Car oui, bien qu’il n’y ait pas encore de vaccin contre le VIH, il existe bel et bien un antiviral nommé prophylaxie préexposition (PrEP ou PPrE), qui permet de réduire considérablement les risques d’infection par le VIH.
Malheureusement, bien que son efficacité dépasse les 90%, il n’est pas remboursé à 100% par l’assurance maladie comme c’est le cas en Colombie-Britannique ou dans d’autres pays comme la France ou la République dominicaine.
Entre 2016 et 2020, le nombre de personnes prenant la PrEP a été multiplié par quatre avec un bon de 1800 % chez les 18-24 ans. Son prix s’élève à près de 90$ par mois pour une personne couverte par l’assurance maladie et peut aller jusqu’à 200$ pour une personne sans aucune couverture médicale, comme c’est le cas pour de nombreuses personnes immigrantes.
«La science démontre qu’à défaut d’un vaccin la PrEP est la meilleure arme que l’on a, explique Vincent Marissal. Oui c’est des coûts, mais ça va couter pas mal plus cher dans quelques années si on l’échappe.»
Chaque cas infecté, non détecté, non diagnostiqué, non traité, va effectivement en infecter d’autres donc c’est maintenant qu’il faudrait juguler l’augmentation des cas d’autant qu’on était vraiment bien partis.
Vincent Marissal, député de Québec Solidaire
Guy Gagnon émet le même constat, alors que la PrEP permet de sauver chaque jour des vies, il craint que le contexte inflationniste ne pousse certaines personnes à délaisser ce traitement au profit d’autres dépenses comme l’alimentation ou l’hébergement.
«C’est un manque de vision, c’est une réaction à très courte vie, ce que certains pays semblent avoir compris c’est que chaque dollar investit dans la prévention, c’est chaque contamination et infection évitée, dit-il. Notre vision c’est de dire que si on investit dans les moyens de prévention, comme dans la diffusion de la PrEP, d’abord dans les années futures ont soulage le système de santé, et chaque dollar investit dans la prévention est un investissement dans le futur.»
Le suivi des personnes immigrantes de pays où l’épidémie de VIH est endémique inquiète aussi le milieu communautaire, car un partie de ces personnes arrivent au Québec sans savoir qu’elles sont séropositives.
Les femmes venant de pays où le VIH est endémique représentent d’ailleurs le groupe le plus touché (60,5% des nouveaux diagnostics chez les personnes s’identifiant au genre cisféminin) après les hommes ayant des rapports sexuels avec d’autres hommes (HARSAH) pour 69,4% des nouveaux diagnostics chez les personnes s’identifiant au genre cismasculin.

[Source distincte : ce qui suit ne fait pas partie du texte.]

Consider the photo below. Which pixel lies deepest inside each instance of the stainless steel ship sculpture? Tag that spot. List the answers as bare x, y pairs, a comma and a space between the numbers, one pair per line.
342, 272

Selon les plus récentes données datant de 2020, 90% des personnes vivant avec le VIH au Québec étaient diagnostiquées et 85% d’entre elles suivaient un traitement. Au total, 96% des personnes sous traitement avaient une charge virale supprimée.
«Nous ne ménageons aucun effort»
Le cabinet du ministre Christian Dubé se défend d’avoir déposé il y a un an un plan d’action pour améliorer la prévention dans le réseau de la santé. Il explique que des travaux sont présentement en cours pour améliorer aussi l’accès au dépistage et prévenir la transmission du VIH au Québec.
«Soyons très clairs, nous ne ménageons aucun effort pour prévenir la transmission du VIH, déclare le cabinet. Nous avons demandé à la Santé publique de regarder comment nous pouvions bonifier l’offre de dépistage en collaboration avec les organismes communautaires.»
La Santé publique du Québec explique quant à elle ne pas constater de recul dans la lutte contre le VIH/SIDA au Québec et soutient même voir «le résultat positif des actions des dernières années». Questionnée sur une gratuité de la PrEP pour la rendre accessible à tous, la Santé Publique se contente de rappeler qu’elle est couverte par la RAMQ, bien que cela ne permet pas son remboursement intégral.
«Le Québec a été la première province du Canada à rendre accessible la prophylaxie préexposition au VIH ou PreP, dit-elle. Dès le début, le médicament a été remboursé par le régime public d’assurance-médicaments de la RAMQ et donc par les autres fournisseurs d’assurances dans la province.»